Shortly after President Donald Trump was impeached for the second time by the U.S. House Wednesday afternoon, Sen. Marsha Blackburn spoke out against the impeachment efforts on the grounds that they would only "further divide Americans and exacerbate tensions."
Additionally, freshman Sen. Bill Hagerty also spoke out against impeachment as a something that would "deepen partisan division."
Trump's second impeachment
On Wednesday, one week after the deadly attack on the U.S. Capitol, House members voted 232-197 in favor of impeaching Trump on charges of incitement of insurrection. Ten Republicans voted in favor of the resolution, with four Republicans abstaining.
Whether Trump is convicted and removed from office will be up to the U.S. Senate, which is scheduled to reconvene on Jan. 19. In order to be convicted and removed from office, Senators will have to vote in favor of conviction by a two-thirds vote.

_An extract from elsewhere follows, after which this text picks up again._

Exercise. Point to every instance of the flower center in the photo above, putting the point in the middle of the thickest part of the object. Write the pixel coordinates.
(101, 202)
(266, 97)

According to her statement released Wednesday afternoon, Blackburn appears to be against convicting Trump on those charges.
“To persist with impeachment now, with just days to go in the current administration, will further divide Americans and exacerbate tensions,” Blackburn said. “Moving forward, it is my sincere hope Congress will work on a bipartisan basis to restore the confidence of the American people in our elections, and affirm our shared commitment to the rule of law.”
Trump's impeachment marks the first time in U.S. history a president has been impeached twice. Rep. Mark Green, who represents Williamson County as part of Tennessee's 7th Congressional District, also spoke out against impeachment, and voted against the measure on Wednesday.
Before the mob stormed the Capitol on Jan. 6, Blackburn said she would vote against certifying Electoral College votes for President-elect Joe Biden. She reversed that decision and voted to certify the election after the attack on the Capitol.
This story was updated on 1/13/21 to include Sen. Bill Hagerty's statement.